Bäche in den Alpen oder am Alpenrand sind stark durch die dort herrschenden klimatischen Bedingungen beeinflusst. Bedingt durch die Höhenlage werden die Niederschläge in den Wintermonaten in Form von Eis und Schnee gebunden, dadurch kann es zu sehr niedrigen Wasserständen, in Extremfällen sogar Austrocknungen, kommen. Der Zeitpunkt der Schneeschmelze in den Alpen ist vergleichsweise spät, so dass in alpinen Bächen erst in den Sommermonaten hohe Wasserstände durch Schmelzwasser auftreten. Fallen Niederschläge und Schneeschmelze zusammen, kann es zu starken Hochwassern kommen. In den Alpen und am Alpennordrand sind die Niederschläge generell sehr hoch und auch dies kann ebenfalls zu Extremabflüssen führen.

In alpinen Bächen ist die Wassertemperatur meist niedrig, Sauerstoffgehalt und Fließgeschwindigkeit hoch. Das Bachbett hat gröbere Substrate - meist Steine und Blöcke. Phasenweise kann der alpine Bach auch über reine Felsflächen fließen.

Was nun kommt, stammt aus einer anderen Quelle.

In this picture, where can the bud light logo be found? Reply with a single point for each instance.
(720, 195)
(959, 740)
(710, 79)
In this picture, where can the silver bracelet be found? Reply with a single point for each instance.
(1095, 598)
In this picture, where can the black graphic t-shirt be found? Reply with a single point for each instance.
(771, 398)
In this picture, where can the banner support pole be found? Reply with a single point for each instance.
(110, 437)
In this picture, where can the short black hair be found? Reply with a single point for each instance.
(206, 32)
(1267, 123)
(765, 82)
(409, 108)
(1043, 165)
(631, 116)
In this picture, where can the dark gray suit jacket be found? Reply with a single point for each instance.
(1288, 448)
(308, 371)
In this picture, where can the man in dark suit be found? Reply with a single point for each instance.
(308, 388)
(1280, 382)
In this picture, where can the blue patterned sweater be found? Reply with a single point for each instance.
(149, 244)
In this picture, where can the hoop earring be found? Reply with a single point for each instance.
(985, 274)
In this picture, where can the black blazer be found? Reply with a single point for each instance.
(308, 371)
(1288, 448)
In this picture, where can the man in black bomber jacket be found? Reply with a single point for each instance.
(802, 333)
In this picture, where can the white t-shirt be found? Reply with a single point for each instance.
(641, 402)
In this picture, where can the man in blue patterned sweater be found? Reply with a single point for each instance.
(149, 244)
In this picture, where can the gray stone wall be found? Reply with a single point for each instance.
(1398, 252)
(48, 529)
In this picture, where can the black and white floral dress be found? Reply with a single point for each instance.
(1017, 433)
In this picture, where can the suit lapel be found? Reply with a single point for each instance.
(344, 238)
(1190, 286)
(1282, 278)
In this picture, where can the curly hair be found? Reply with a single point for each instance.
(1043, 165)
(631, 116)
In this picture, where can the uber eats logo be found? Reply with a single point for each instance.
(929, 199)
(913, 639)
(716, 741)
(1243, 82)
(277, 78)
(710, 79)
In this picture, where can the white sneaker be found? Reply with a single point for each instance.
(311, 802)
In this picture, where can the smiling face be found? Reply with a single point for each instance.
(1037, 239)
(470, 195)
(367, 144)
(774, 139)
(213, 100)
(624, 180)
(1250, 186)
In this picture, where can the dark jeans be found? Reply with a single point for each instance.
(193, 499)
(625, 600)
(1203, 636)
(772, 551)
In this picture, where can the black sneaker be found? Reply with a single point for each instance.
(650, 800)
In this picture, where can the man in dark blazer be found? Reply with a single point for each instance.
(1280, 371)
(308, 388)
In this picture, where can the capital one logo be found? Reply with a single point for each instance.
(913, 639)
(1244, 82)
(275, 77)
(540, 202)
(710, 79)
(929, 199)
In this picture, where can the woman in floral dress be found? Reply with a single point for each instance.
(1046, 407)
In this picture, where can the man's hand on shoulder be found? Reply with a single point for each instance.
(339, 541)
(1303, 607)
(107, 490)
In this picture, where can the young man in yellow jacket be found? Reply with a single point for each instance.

Die Tierartengemeinschaft in den alpinen Bächen ist sehr artenreich und sehr anspruchsvoll, d.h. viele Arten benötigen genau diese Bedingungen und können in anderen Lebensräumen nicht überleben. Vornehmlich handelt es sich um Wasserinsekten aus den Gruppen Eintagsfliegen, Steinfliegen, Köcherfliegen und Wasserkäfer, wobei die Gemeinschaft generell strömungsliebend ist und ihre Nahrung aus dem Wasser filtriert. Aufgrund des geringen Wasserkörpers und den speziellen Bedingungen ist die Fischgemeinschaft in diesem Lebensraum nicht sehr umfangreich ausgeprägt. Fische können - z.B. bei sehr starkem Gefälle - ganz fehlen, ansonsten sind z.B. Groppe und Bachforelle typische Arten.

Verbreitung

Alpine Bäche finden sich noch zahlreich in den Deutschen Alpen.

Gefährdung

Alle Fließgewässer sind durch Eingriffe in Abflussverhalten und Geschiebefracht sowie durch Stoffeinträge gefährdet. Dies kann durch Längs- und Querverbauungen in Form von Dämmen, Stauwehren oder Uferbefestigungen geschehen; auch unmittelbare Substratentnahme (Kies, Schotter) kann ein Problem darstellen. Selbstverständlich wirken sich auch Verrohrungen und Befestigungen des Flussbettes auf die Lebensgemeinschaften aus.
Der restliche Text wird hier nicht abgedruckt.